Claude Bachmeyer 1,, Edwin Rouff 1
PMCID: PMC5359094  PMID: 28385716

A previously healthy 37-year-old man presented with a 12-hour history of an intensely pruritic papular eruption arranged in a linear or “flagellate” pattern over his trunk, limbs, forehead and scalp (Figure 1 and Appendix 1, available at www.cmaj.ca/lookup/suppl/doi:10.1503/cmaj.160644/-/DC1). He had no mucosal lesions or dermographism and no systemic symptoms such as fever, malaise, weight loss, arthralgia or myalgia. He had not taken medications, had no history of skin trauma and could not recall contact with plants or arthropods. The patient reported eating shiitake mushrooms 48 hours earlier and had had a similar but more serious episode seven years earlier after eating shiitake mushrooms. We diagnosed shiitake dermatitis and prescribed oral desloratadine and betamethasone dipropionate 0.5% cream. The rash resolved within one week with no hyperpigmentation.

Figure 1:

Figure 1:

Erythematous linear papules distributed symmetrically over the back of a 37-year-old man with shiitake dermatitis.
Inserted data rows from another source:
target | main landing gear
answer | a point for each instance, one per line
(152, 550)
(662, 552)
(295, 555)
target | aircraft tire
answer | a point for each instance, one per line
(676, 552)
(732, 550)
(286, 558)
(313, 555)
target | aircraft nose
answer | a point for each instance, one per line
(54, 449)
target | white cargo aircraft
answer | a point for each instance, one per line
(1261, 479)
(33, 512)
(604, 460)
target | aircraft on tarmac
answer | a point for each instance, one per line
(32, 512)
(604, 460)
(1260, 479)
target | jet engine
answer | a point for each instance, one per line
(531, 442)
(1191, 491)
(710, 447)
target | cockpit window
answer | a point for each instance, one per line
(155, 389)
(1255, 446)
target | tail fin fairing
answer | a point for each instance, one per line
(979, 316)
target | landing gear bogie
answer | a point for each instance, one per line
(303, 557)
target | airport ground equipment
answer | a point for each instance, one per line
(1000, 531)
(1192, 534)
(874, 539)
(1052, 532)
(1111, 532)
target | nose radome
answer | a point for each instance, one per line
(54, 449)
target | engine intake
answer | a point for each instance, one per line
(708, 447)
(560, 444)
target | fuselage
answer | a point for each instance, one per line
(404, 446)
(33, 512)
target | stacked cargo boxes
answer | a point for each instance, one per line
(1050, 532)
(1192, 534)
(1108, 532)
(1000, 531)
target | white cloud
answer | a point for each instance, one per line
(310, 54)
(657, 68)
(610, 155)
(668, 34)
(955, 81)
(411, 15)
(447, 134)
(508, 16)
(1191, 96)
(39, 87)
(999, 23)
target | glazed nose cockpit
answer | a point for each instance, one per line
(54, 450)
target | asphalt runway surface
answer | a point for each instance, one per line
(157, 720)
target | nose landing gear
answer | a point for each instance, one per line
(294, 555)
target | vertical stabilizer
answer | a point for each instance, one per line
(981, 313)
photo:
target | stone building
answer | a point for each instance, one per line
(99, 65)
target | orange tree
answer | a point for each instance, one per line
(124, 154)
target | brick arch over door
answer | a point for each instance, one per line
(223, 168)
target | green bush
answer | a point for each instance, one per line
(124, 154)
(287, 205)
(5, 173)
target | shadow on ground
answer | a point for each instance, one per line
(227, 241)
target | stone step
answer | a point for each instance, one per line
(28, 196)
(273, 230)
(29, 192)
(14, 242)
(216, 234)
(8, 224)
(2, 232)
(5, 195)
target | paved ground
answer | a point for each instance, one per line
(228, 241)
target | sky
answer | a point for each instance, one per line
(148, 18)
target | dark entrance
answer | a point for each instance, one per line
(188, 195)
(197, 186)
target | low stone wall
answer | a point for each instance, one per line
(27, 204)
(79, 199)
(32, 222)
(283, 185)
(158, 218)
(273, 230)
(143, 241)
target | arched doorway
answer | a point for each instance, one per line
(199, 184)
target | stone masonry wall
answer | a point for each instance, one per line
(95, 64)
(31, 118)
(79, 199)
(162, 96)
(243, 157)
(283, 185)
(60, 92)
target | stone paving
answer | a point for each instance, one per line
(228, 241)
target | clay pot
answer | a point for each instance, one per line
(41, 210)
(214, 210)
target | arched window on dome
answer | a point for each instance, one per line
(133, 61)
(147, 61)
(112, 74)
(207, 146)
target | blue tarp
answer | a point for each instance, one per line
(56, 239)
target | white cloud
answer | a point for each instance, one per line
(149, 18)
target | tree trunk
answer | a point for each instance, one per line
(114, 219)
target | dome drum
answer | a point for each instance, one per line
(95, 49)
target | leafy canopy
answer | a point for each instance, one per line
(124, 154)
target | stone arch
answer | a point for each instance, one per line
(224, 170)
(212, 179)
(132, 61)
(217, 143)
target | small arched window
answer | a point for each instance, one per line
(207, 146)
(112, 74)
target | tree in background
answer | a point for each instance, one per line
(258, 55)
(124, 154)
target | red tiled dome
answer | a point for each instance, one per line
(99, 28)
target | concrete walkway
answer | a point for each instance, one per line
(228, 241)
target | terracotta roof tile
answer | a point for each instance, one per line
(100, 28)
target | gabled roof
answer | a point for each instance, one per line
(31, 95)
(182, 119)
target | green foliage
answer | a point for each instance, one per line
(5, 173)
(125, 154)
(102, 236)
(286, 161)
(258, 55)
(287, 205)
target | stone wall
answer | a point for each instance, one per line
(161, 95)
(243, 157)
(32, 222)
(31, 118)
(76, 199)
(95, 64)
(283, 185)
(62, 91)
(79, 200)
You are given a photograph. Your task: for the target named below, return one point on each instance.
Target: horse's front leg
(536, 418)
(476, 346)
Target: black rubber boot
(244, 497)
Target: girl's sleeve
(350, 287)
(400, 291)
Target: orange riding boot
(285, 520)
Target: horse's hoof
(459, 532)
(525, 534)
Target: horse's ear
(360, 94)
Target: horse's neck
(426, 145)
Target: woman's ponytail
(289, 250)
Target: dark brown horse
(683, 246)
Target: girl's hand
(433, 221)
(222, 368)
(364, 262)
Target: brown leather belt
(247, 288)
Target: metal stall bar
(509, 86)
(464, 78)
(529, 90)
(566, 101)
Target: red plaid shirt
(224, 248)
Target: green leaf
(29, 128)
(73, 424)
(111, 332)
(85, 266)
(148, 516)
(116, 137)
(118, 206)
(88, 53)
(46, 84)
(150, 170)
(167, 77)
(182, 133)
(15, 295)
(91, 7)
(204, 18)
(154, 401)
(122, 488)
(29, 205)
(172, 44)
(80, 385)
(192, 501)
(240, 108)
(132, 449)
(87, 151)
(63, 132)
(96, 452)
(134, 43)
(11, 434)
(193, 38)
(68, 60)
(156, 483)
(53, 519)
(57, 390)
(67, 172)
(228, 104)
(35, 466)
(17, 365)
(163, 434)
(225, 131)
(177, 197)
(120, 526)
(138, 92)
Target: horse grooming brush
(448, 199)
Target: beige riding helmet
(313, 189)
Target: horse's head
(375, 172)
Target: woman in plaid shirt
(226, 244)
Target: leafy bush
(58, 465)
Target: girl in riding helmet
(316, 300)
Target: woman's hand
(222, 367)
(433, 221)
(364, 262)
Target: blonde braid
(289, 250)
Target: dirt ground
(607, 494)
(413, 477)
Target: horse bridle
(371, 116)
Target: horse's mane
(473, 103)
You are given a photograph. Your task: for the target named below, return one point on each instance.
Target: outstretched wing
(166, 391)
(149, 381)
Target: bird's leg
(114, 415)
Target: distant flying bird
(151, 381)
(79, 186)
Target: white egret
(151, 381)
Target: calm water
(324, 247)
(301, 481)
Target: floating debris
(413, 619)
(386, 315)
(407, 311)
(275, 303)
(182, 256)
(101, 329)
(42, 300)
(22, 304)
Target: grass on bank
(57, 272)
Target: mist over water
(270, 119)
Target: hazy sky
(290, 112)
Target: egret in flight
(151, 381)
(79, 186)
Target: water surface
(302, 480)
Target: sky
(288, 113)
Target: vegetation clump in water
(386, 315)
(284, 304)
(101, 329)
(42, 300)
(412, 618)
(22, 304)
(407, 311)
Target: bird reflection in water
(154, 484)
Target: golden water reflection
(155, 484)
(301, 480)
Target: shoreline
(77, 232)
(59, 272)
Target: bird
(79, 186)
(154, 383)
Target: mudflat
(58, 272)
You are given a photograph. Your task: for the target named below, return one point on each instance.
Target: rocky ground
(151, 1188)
Shiitake dermatitis can occur 12–60 hours after ingestion of raw or incompletely cooked shiitake mushrooms (Lentinula edodes).1 The flagellate rash is characterized by multiple linear pruritic papules over the trunk and extremities.1,2 Sun exposure may aggravate the rash.1 Histologic features are nonspecific, showing spongiosis, papillary dermis edema and perivascular inflammatory infiltrate, but no vasculitis.1,2 The differential diagnosis includes bleomycin therapy, dermatomyositis and adult-onset Still disease.2,3 The pathogenesis of shiitake dermatitis remains unclear. Koebnerization is unlikely because scratching usually does not reproduce the rash.3 Case reports have described positive skin-prick or patch test reactions to shiitake mushrooms, which suggests an allergic reaction, but the condition is more likely a direct toxic reaction to lentinan, an inflammatory polysaccharide found in shiitake mushrooms that is broken down by heat.3,4 Shiitake dermatitis is self-limited and requires only symptomatic treatment with antihistamines and topical or oral corticosteroids.1 Fully cooking shiitake mushrooms usually prevents recurrence.1

Footnotes

Competing interests: None declared.

This article has been peer reviewed.

The authors have obtained patient consent.

References

  • 1.Boels D, Landreau A, Bruneau C, et al. Shiitake dermatitis recorded by French poison control centers — new case series with clinical observations. Clin Toxicol (Phila) 2014;52:625–8. [DOI] [PubMed] [Google Scholar]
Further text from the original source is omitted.